O médico e pesquisador Carlos Brito, da Universidade Federal de Pernambuco (UFPE), concorda: "Dizemos que a febre amarela só não voltou ainda às cidades porque Deus é brasileiro. É uma preocupação real". Os pesquisadores tentam compreender se o Aedes aegypti teria, por exemplo, menos competência como vetor da febre amarela do que da dengue, da chikungunya e da zika, outros vírus da mesma família. "Hoje os deslocamentos de pessoas pelo País são muito mais rápidos. Por isso, estes vírus se disseminam com mais facilidade. O fato de a febre amarela ainda não ter se disseminado no País todo é um alento, que dá expectativa de que não aconteça o mesmo que ocorreu com zika e chikungunya nos últimos dois anos", afirma Brito. "Mas uma coisa é fato, se em 30 anos de dengue batemos recordes de números de casos em 2015 e em 2016, não é porque a população brasileira cresceu. Isso mostra que perdemos o controle do mosquito". O Ministério recomenda a vacina para pessoas a partir de nove meses de idade que vivem nas áreas endêmicas ou viajarão para lá e a partir dos seis meses, em situações de surto. Segundo a pasta, todos os Estados estão abastecidos com a vacina e o país tem estoque suficiente para atender a todas as pessoas nestas condições.
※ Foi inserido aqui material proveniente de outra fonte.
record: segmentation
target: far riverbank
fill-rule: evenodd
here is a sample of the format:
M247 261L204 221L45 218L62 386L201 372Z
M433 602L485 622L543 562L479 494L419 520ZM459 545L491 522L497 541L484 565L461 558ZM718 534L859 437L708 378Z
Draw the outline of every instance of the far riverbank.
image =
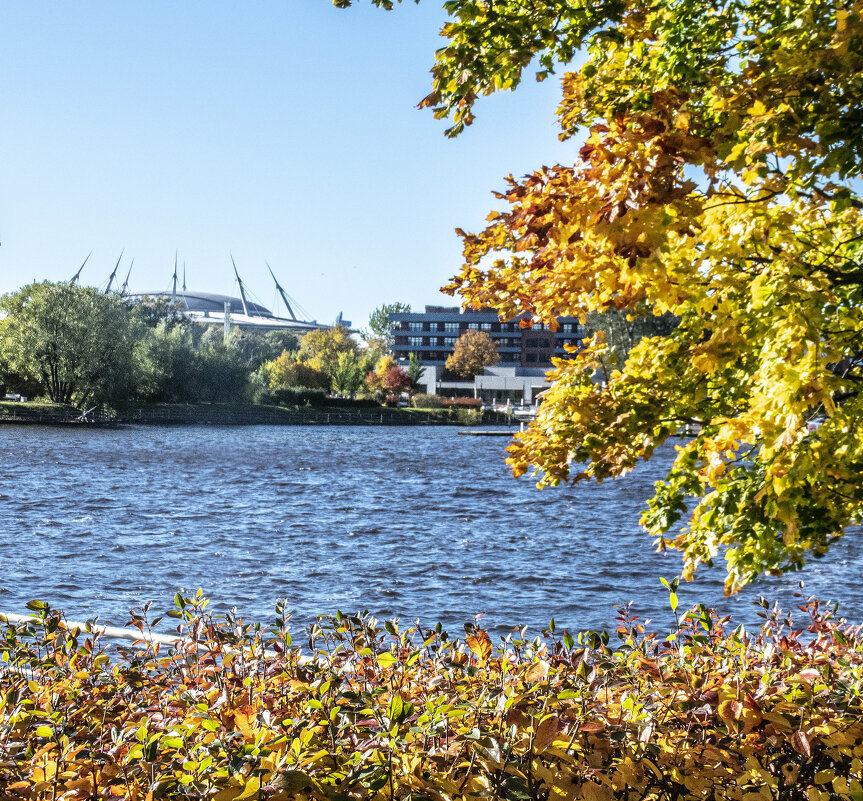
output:
M136 404L114 413L49 403L0 402L0 423L26 425L509 425L500 412L469 409L411 409L264 404Z

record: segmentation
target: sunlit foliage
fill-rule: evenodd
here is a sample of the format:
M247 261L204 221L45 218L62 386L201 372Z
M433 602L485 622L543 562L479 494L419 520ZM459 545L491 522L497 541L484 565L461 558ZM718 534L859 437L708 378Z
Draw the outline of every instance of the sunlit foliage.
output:
M450 135L533 64L540 79L563 68L561 137L584 137L574 164L508 179L488 226L462 232L450 291L552 326L644 308L678 320L607 387L601 336L558 362L515 472L602 480L700 426L643 517L684 574L724 556L733 592L822 555L863 511L860 3L444 8L421 105Z
M407 372L399 367L392 356L382 356L375 369L366 376L366 388L380 398L410 392L413 382Z
M675 585L670 586L672 606ZM863 645L815 602L808 633L704 609L668 638L320 619L294 643L176 598L184 644L112 653L33 602L0 640L0 797L452 799L863 795ZM142 632L156 621L132 613Z
M456 340L445 366L456 375L473 378L499 361L497 346L488 332L468 329Z

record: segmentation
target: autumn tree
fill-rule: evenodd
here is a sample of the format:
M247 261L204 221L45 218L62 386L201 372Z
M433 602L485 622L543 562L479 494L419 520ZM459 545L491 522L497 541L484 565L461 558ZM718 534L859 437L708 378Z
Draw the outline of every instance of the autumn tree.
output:
M339 354L336 366L330 379L333 392L339 395L354 397L362 388L365 378L370 371L370 365L366 363L365 357L353 351L345 351Z
M684 575L724 555L733 592L823 554L863 517L859 3L445 8L421 105L449 135L534 63L564 69L561 137L585 137L574 164L508 179L488 226L462 232L449 290L550 326L645 306L678 320L607 386L600 336L557 361L516 474L618 476L698 423L643 517Z
M300 340L300 361L307 362L315 370L332 375L338 364L339 354L358 353L356 341L343 325L309 331Z
M464 378L479 375L484 368L500 361L500 354L487 331L468 329L447 356L446 369Z
M378 306L369 315L369 327L362 332L363 339L368 343L370 348L389 353L395 341L393 335L394 324L390 320L390 315L409 312L410 310L411 306L409 303L400 303L398 301Z
M366 376L366 387L379 398L410 392L413 384L408 374L399 367L392 356L383 356L375 369Z
M604 312L592 311L584 324L588 337L601 333L594 342L601 342L596 348L596 361L599 375L606 383L611 380L615 370L626 362L630 351L645 337L666 336L671 333L677 320L671 314L657 316L649 309L639 313L628 313L617 309Z
M261 370L269 381L271 389L295 387L330 389L328 373L315 368L310 362L299 361L295 353L286 350L282 351L277 359L265 362Z

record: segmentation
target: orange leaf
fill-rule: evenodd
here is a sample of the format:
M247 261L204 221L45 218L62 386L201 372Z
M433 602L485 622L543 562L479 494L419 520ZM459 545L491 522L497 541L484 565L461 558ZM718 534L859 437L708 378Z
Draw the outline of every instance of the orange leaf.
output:
M548 662L540 659L527 669L524 678L525 681L545 681L546 676L548 676Z
M560 731L560 721L557 715L550 715L536 727L536 735L533 738L533 750L541 754L554 742Z
M468 635L465 638L467 647L473 651L479 659L485 661L491 656L492 645L491 637L482 629L476 629L473 635Z

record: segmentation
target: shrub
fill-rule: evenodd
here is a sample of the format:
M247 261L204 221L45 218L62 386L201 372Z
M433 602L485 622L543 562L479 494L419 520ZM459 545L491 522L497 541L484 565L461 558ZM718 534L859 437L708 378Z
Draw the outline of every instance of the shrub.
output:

Para Massad, no entanto, o governo deveria elaborar uma estratégia para ampliar a vacinação contra a febre amarela em todo o país, incluindo as zonas costeiras, onde estão alguns dos maiores centros urbanos, que não são consideradas endêmicas. De acordo com o ministério, apenas os Estados de Ceará, Rio Grande do Norte, Paraíba, Pernambuco, Alagoas, Sergipe, Espírito Santo e Rio de Janeiro estão fora da Área com Recomendação para Vacinação (ACRV) de febre amarela. Mas enquanto ainda não se explica como o vírus se manteve fora das cidades durante os últimos 75 anos - mesmo com o aumento da infestação pelo Aedes aegypti - o pesquisador continua preocupado: "A probabilidade de levar uma picada de Aedes aegypti no Rio de Janeiro durante o Carnaval é 99,9%. É inescapável. As pessoas ficaram preocupadas com Olimpíada, Copa do Mundo. Isso é besteira. Imagine se chega alguém com febre amarela no Rio de Janeiro no Carnaval".